Mit rasanter Geschwindigkeit verbreitete sich in Mannheim, wo mit gut 6.400 Mitgliedern die größte jüdische Gemeinde Badens lebte, ein Antisemitismus neuer Ordnung. In der gesamten Region waren die Veränderungen zu spüren. »Plötzlich gab es überall antisemitische Propaganda, auf der Straße, in den Zeitungen, im Radio«, erinnert sich Lotte. »Eines Tages haben wir mit der Schulklasse einen Propagandafilm für Kinder gesehen, der die Geschichte eines zum Nazismus konvertierten Jungen zeigte, was uns unglaublich beeindruckte, wir wollten alle sein wie er.« Auf ihrem Heimweg von der Schule ging sie tagtäglich an der Hitlerjugend vorbei. »Ich war eifersüchtig, ich träumte davon, eine von ihnen zu sein, sie wirkten in ihren Uniformen so unglaublich glücklich.« Es war vor allem die Normalität, die sie beneidete, sie, das kleine jüdische Mädchen, das schon als Kind die Ausgrenzung, Erniedrigung und Scham zu ertragen hatte, die ihrer Gemeinschaft aufgebürdet worden waren.

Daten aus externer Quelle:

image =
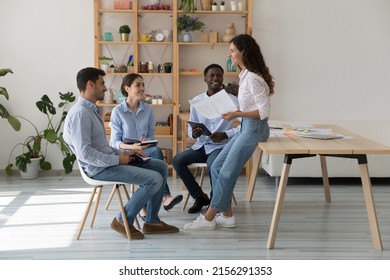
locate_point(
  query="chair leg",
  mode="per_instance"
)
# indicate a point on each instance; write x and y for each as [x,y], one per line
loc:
[234,199]
[97,200]
[122,209]
[126,192]
[188,194]
[110,197]
[82,223]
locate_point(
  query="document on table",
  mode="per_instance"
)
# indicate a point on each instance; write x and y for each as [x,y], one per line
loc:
[216,105]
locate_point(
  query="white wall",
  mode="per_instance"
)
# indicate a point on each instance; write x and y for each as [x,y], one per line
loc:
[330,58]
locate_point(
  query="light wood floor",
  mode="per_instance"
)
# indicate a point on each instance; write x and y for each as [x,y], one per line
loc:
[39,219]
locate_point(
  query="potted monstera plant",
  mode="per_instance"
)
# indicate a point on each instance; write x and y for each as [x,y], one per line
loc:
[34,148]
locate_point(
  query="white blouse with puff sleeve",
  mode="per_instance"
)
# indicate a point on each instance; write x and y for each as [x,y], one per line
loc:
[254,94]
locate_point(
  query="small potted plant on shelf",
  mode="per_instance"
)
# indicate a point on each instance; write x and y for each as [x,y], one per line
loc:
[34,147]
[14,122]
[168,67]
[124,30]
[187,6]
[186,23]
[104,63]
[222,6]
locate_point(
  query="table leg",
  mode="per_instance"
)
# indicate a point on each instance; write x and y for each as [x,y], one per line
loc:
[278,206]
[254,168]
[368,197]
[325,178]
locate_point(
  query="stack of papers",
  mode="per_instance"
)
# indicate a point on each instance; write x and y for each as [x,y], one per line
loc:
[216,105]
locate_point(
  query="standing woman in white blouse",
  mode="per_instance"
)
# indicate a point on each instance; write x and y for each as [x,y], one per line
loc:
[256,87]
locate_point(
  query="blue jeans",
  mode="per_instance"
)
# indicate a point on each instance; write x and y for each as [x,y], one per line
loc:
[155,152]
[185,158]
[151,176]
[231,160]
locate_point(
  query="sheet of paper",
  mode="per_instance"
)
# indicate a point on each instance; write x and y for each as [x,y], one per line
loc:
[216,105]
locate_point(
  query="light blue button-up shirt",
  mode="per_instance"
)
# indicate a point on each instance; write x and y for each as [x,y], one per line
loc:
[127,124]
[214,125]
[85,134]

In einem hervorragenden Buch mit dem Titel Ausgeplündert, zurückerstattet und entschädigt – Arisierung und Wiedergutmachung in Mannheim erklärt die Historikerin Christiane Fritsche, wie in vielen Bereichen auf lokaler Ebene zahlreiche antisemitische Maßnahmen ergriffen wurden, ohne dass ein nationales Gesetz sie gerechtfertigt hätte. Die Handelskammer von Mannheim gab den Ton an, indem sie sich Ende März ihrer jüdischen Mitglieder entledigte, sprich: ihres eigenen Präsidenten und eines Drittels ihres Personals. Parallel dazu, und aus eigener Initiative, schlossen zahlreiche Institutionen und Verbände von Kaufleuten, Rechtsanwälten, Medizinern mit irritierender Geschwindigkeit Juden aus ihren Reihen aus. Damit wurden ihnen nicht nur die wesentlichen professionellen Netzwerke genommen, sondern auch ihr Ruf geschädigt, womit sie einen Teil ihrer Kundschaft verloren, was den Niedergang ihrer finanziellen Lage und ihres Lebensmuts noch weiter beschleunigte.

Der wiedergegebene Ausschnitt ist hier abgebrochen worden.